Data – the parquet bytes themselves – goes in an object store. Each parquet file is named by a SHA of its content. The git repo never holds data; it only holds pointers to data.
This is not a storage optimization. It’s an information-architecture choice with downstream consequences.
Property 1: Immutability is automatic
Parquet files are addressed by SHA of their content. Two consequences fall out:
- Writing the same data twice produces the same filename. The second upload is either a no-op or a harmless overwrite of identical bytes.
- Different data produces a different filename. A new version never overwrites an old one; both files coexist in the store.
You don’t have to remember to copy old files before overwriting them.
The file system makes overwriting impossible by construction.
The history your datom_history() call shows is real – those
parquet files are still in the store.
Property 2: The metadata is reviewable like code
Because metadata lives in git, every change to a project’s catalog is a commit. That means:
-
git logshows the history of every table. -
git blametells you whichdatom_write()introduced a specific version. - Pull requests, branch protection, and code review apply to data changes the same way they apply to code changes.
- Restoring a project to “the way it was on March 15” is
git checkout, no special tooling.
If you’ve ever debugged a missing column by reading commit messages, you already understand why this matters.
Property 3: Readers don’t need write access
The split lets datom support two roles cleanly:
- Data developers push to git and write to the object store.
- Data readers pull from git (or, in many real workflows, just read the object store directly through the cached manifest) and read from the object store.
Readers never need write credentials. A statistician with read-only S3 access can reproduce any historical analysis – the metadata they need is already on the data side, cached when the developer wrote.
Property 4: Storage is swappable
Because datom only knows the address of data through the
metadata, not the bytes themselves, the storage backend is a
substitution point. datom_store_local() puts parquet on a
directory; datom_store_s3() puts parquet on S3; future
backends (GCS, Azure Blob, etc.) drop in without touching how versions
are computed or how history is recorded.
What does not swap is git. The metadata still goes to a git remote, always.
What stays in the metadata
A datom project’s git repository holds, per table:
-
metadata.json– the current state (current data SHA, table type, size, parents). -
version_history.json– an append-only log of every version ever written. - A
manifest.jsonat the project root summarizing all tables.
It does not hold the data, and it never will. The
.gitignore in a new project explicitly excludes parquet,
csv, and other data formats so nobody can commit them by accident.
What this isn’t
datom is not a content-addressed blob store like git-LFS or
DVC. The key difference: datom’s metadata is a structured, queryable
catalog – not opaque pointer files in your repo. You ask
datom_history(conn, "dm") and you get a data frame, not a
git log of .dvc files. The metadata is
designed to be read by code, not just by humans.

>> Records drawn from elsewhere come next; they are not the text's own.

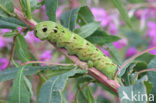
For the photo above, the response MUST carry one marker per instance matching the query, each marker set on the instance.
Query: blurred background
(140, 37)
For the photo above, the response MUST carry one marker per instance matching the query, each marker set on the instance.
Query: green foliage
(119, 5)
(21, 48)
(6, 8)
(54, 87)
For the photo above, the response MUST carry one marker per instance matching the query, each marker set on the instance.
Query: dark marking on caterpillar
(84, 50)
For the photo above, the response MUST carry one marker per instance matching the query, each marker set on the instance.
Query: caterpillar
(75, 45)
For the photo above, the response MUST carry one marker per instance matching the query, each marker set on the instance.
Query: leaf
(133, 93)
(88, 29)
(152, 75)
(21, 48)
(10, 34)
(142, 58)
(101, 37)
(19, 92)
(89, 95)
(6, 8)
(51, 7)
(4, 24)
(13, 21)
(68, 19)
(29, 70)
(10, 22)
(119, 5)
(51, 91)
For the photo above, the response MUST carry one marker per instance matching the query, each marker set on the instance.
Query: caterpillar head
(43, 29)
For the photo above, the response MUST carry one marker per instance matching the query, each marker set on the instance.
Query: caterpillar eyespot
(44, 29)
(75, 45)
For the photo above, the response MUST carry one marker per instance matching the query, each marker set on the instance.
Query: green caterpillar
(75, 44)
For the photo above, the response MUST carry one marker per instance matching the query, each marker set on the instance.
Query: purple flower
(106, 52)
(46, 56)
(3, 40)
(120, 43)
(3, 63)
(131, 51)
(109, 22)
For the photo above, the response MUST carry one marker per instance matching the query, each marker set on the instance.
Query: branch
(92, 71)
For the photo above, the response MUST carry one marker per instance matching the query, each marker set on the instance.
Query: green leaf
(6, 8)
(143, 58)
(68, 19)
(119, 5)
(134, 92)
(12, 21)
(152, 75)
(51, 91)
(51, 7)
(21, 48)
(4, 24)
(29, 70)
(26, 8)
(101, 37)
(88, 29)
(19, 92)
(89, 95)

datom is also not a database. It has no query engine, no ACID transactions across tables, no joins. It is a content-addressed catalog of immutable parquet files, and it’s deliberately not more than that.
Where this leads
Once you accept “metadata in git, data in object store,” several other datom design choices stop looking arbitrary:
- The two-repo split (governance vs. project) – see Two Repositories: Governance vs. Data.
- The
ref.jsonindirection layer – seeref.jsonand Always-Migration-Ready Storage. - The two-flavor SHA scheme (data SHA + metadata SHA) – see Version SHAs: Data SHA vs. Metadata SHA.
Each is a direct consequence of the split, applied to a specific problem. None of them stand on their own.